Sub-Processor

A sub-processor is a supplier that your data processor engages to carry out parts of the data processing on your behalf. The GDPR requires your prior approval, and the sub-processor must comply with the same data protection obligations.

Back to Dictionary

What is a sub-processor?

A sub-processor (also called a sub-data processor) is a company that your data processor uses to carry out specific processing tasks. The rules for sub-processors are set out in GDPR Article 28(2)-(4).

A typical example: You use an HR supplier (data processor) for payroll processing. The HR supplier uses a cloud service (sub-processor) to host the data. In this case, the cloud service is a sub-processor in relation to your personal data.

The chain can be long. Large SaaS providers often have many sub-processors, which in turn may have sub-processors of their own. As data controller, you have the responsibility to know who processes your data.

Approval of sub-processors

GDPR Article 28(2) requires that the data processor has your prior written approval before a sub-processor is engaged. The approval can be:

Specific approval: You approve each individual sub-processor by name. The data processor must obtain new approval for changes.
General approval: You approve the use of sub-processors in general. The data processor must inform you of planned changes and give you the opportunity to object.

The general approval model is the most widely used in practice, particularly with large cloud providers. They typically maintain a list of sub-processors and notify changes via email or a subscription page.

Your data processing agreement must specify which approval model is used and ensure you have a genuine opportunity to object.

Liability and obligations

The allocation of liability is clear under the GDPR:

The data processor is fully liable to you for the sub-processor's fulfilment of obligations (Article 28(4)).
You as data controller are still liable to the data subjects for the overall processing.

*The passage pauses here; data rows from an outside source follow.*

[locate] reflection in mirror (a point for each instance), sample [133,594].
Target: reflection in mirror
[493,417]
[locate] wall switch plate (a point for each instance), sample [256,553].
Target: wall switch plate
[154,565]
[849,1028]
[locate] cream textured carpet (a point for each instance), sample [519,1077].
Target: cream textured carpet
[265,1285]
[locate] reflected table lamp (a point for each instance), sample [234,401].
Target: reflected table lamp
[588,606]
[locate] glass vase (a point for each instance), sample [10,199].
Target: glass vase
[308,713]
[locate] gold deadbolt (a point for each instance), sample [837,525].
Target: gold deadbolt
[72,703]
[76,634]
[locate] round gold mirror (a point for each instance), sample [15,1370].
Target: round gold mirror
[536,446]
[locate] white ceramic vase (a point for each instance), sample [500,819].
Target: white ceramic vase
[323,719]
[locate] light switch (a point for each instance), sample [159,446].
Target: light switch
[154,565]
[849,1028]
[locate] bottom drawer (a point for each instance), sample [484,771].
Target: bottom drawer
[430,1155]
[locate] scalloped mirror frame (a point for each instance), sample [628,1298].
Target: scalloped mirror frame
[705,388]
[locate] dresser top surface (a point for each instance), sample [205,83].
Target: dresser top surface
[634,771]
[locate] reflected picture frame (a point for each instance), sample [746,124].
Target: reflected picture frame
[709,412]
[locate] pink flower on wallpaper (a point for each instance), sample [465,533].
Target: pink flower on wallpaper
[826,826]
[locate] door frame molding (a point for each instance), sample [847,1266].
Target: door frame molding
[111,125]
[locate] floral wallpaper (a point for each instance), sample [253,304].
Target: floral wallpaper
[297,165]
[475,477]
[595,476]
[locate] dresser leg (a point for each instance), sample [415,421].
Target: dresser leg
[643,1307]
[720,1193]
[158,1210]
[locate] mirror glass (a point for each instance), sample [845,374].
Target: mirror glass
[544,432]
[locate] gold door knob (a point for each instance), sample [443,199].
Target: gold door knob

The data processor must enter into an agreement with the sub-processor imposing the same data protection obligations as those in your data processing agreement. This includes:

Only processing data according to documented instructions
Ensuring confidentiality
Implementing appropriate security measures
Assisting with data subject rights
Deleting or returning data upon termination of the agreement

Sub-processors in practice

To keep track of sub-processors:

Map: Ask all your data processors for an up-to-date list of sub-processors, including location and role.
Assess: Are sub-processors in third countries? Does this require Standard Contractual Clauses?
Monitor: Subscribe to change notifications from your suppliers so you are informed about new sub-processors.
Document: Record sub-processors in your record of processing activities.
React: If a new sub-processor gives cause for concern, exercise your right to object.

Bear in mind that many popular services use a large number of sub-processors. A single SaaS platform may have 30-50 sub-processors spread across multiple countries. A systematic overview is essential.

Frequently Asked Questions about Sub-Processor

What is a sub-processor?

A sub-processor is a supplier that your data processor engages to carry out parts of the data processing on your behalf. The sub-processor must comply with the same data protection obligations as the primary data processor.

Must the data controller approve sub-processors?

Yes. GDPR Article 28(2) requires that the data processor has the data controller's prior written approval before a sub-processor is engaged. The approval can be specific (named) or general (with the right to object to changes).

Who is liable if a sub-processor breaches the GDPR?

The primary data processor is fully liable to the data controller for the sub-processor's fulfilment of obligations. The data controller is still liable to data subjects. In practice, all parties in the chain may be held liable.

Must an agreement be entered into with the sub-processor?

Yes. The data processor must enter into an agreement with the sub-processor imposing the same data protection obligations as those set out in the data processing agreement between the data controller and the data processor.

How do you keep track of sub-processors?

Ask your data processors for a current list of sub-processors. Subscribe to change notifications. Document all sub-processors in your record of processing activities, including their location and role. Regularly review whether new sub-processors require additional measures such as SCCs.